The veteran placekicker was just 17/23 on his field goal attempts, and while he was 44/47 on his extra points, one of his missed PATs was an extremely costly one in Seattle’s Week 2 loss to the Tennessee Titans. Myers had a streak of 37 consecutive made field goals from the end of 2019 through the beginning of 2021, but it was snapped in a Week 3 loss to the Minnesota Vikings on what proved to be a 10-point swing. When Myers missed, his misses were game-damaging.

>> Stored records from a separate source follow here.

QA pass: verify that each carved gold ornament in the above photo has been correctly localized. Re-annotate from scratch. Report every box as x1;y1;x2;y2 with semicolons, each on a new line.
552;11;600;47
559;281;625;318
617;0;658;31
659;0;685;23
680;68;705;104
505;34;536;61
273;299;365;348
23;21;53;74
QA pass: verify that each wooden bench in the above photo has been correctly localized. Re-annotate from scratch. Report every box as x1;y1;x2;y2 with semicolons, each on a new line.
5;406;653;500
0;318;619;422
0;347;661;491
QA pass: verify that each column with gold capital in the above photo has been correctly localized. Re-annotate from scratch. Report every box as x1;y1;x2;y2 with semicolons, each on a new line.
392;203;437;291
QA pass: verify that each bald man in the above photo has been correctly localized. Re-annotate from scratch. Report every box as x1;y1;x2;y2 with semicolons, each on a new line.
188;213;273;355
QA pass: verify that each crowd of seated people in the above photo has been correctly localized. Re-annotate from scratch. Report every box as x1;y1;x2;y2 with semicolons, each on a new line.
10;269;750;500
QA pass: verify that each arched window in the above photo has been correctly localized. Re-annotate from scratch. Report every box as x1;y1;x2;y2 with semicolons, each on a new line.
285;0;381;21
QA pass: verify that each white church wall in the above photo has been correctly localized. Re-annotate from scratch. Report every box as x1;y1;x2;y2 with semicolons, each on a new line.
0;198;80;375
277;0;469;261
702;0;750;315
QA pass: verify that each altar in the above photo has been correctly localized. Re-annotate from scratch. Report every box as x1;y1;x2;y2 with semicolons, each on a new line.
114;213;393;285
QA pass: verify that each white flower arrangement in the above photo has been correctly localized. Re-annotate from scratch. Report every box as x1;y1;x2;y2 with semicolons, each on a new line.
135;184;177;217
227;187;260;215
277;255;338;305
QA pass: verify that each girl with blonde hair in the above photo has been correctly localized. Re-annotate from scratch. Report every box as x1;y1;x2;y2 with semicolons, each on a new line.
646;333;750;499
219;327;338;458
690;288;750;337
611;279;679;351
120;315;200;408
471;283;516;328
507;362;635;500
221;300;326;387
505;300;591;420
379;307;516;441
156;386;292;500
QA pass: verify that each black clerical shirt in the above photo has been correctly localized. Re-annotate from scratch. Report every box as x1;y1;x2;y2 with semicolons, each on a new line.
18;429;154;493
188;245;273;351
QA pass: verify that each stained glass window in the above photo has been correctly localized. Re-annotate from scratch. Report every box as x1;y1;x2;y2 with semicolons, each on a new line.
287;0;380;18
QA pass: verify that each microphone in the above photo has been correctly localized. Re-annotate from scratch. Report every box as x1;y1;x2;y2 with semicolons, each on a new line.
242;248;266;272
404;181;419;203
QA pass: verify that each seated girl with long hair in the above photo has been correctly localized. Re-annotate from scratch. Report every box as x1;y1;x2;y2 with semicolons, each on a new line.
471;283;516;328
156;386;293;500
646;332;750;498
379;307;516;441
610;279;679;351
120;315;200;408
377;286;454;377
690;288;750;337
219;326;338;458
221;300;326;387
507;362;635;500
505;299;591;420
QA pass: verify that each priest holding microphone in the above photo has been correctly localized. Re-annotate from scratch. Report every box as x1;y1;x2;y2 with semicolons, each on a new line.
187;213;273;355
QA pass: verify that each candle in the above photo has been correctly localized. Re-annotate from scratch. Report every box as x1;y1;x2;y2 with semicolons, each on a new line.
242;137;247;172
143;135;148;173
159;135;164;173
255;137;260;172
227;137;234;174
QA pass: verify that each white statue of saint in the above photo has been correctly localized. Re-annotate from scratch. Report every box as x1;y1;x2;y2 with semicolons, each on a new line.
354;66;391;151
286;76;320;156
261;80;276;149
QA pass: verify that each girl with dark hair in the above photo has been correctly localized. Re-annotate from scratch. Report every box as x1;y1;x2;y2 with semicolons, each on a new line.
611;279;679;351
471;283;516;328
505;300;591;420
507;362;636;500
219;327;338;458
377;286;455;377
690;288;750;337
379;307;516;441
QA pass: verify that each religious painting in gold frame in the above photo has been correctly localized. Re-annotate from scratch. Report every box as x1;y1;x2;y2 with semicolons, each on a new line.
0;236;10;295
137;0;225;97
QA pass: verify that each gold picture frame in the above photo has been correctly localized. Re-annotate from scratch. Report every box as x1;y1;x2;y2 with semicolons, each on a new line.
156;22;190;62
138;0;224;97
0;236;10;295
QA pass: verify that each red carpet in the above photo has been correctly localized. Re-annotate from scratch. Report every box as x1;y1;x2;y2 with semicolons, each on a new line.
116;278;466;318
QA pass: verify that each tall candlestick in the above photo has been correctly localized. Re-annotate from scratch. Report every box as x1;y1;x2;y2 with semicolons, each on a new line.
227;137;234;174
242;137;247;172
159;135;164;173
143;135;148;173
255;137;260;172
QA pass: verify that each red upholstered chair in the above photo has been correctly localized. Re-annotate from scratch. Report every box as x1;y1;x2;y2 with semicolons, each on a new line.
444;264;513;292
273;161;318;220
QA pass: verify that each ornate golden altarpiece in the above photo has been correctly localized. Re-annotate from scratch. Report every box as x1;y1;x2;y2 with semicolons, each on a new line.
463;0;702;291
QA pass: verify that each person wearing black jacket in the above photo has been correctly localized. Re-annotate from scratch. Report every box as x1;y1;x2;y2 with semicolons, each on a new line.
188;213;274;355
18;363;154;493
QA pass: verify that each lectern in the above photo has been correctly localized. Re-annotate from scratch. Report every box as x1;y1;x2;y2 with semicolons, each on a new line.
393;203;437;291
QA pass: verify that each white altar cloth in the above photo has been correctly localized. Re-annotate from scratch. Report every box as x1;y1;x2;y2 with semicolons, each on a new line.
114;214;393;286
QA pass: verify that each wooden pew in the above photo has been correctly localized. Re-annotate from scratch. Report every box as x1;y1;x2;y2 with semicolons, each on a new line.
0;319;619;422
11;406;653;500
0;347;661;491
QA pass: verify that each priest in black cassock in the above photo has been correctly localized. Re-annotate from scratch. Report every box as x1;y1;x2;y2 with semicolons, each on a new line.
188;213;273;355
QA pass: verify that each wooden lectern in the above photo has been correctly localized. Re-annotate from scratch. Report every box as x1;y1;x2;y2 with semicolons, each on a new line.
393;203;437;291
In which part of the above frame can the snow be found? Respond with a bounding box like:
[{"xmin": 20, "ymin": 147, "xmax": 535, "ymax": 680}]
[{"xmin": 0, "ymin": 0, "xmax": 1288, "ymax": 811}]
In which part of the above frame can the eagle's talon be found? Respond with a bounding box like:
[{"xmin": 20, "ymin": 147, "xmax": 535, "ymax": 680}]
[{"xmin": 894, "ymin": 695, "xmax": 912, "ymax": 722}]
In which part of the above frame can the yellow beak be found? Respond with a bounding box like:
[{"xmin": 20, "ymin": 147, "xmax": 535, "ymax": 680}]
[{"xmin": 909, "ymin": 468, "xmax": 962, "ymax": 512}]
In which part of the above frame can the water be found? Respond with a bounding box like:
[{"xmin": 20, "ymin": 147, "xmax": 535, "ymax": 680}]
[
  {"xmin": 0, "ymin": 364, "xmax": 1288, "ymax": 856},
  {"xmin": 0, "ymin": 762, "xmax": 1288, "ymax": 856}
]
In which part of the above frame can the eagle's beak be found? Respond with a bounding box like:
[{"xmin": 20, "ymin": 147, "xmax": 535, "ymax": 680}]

Twice he missed against the New Orleans Saints in a 3-point defeat, and he also missed on a 39-yarder against the Chicago Bears that would’ve put them up by 10 points with 7 minutes remaining in the game.
Among qualified kickers, Myers ranked 31st out of 34 in field goal conversion rate (73.9%), and two of the three kickers below him (Chase McLaughlin and Matt Ammendola) have since been cut by their respective teams, but neither of them was signed to a four-year, $15 million deal like Myers was.
Myers’ career has been defined by season-to-season inconsistency. He was cut by the Jacksonville Jaguars in 2017 in part because he was just 10/19 on field goals from 50+ yards out during his three-year tenure with the team. When the Seahawks took Sebastian Janikowski over Myers in 2018, Myers went on to have a Pro Bowl year with the New York Jets — career highs in field goal percentage (91.7%) and PAT percentage (90.9%).
In Myers’ first year with the Seahawks, he was 23/28 on field goals but a worrying 6/11 on attempts from 40+ out. On PATs, Myers was one of eight kickers to miss at least four of them, but he was also among the league leaders in extra point tries at 44. Overall it wasn’t anything special in year one.
Back in 2020 we’re well aware of Myers’ perfect 24/24 on field goals, made more impressive by the fact that most of his makes were from 40+ out and not fattening up on chipshots. Then last year happened and… well… I just wrote about that, didn’t I?
Myers is entering the final year of that deal, and cutting him would save $4 million in cap space but incur another $1 million in dead money. His performance levels over his entire Seahawks career and his one year with the Jets are very much up-and-down, and that really isn’t the type of reliability (or lack thereof) you want out of a kicker who has the 5th highest cap charge in 2022.
And yet, the Seahawks seem to be backing Myers entering training camp. They had opportunities to draft a kicker with their Day 3 picks and did not. They could’ve signed Cameron Dicker as a UDFA to potentially create a Dicker-Dickson kicking duo but he went to the Rams.
There is nothing to indicate that Myers’ job is in jeopardy or that this position, which means we should expect him to finish up his contract and then enter the free agent market. However, if his struggles from last year and costly misses continue to loom large during the season, the Seahawks may be pressed into looking at other options midseason.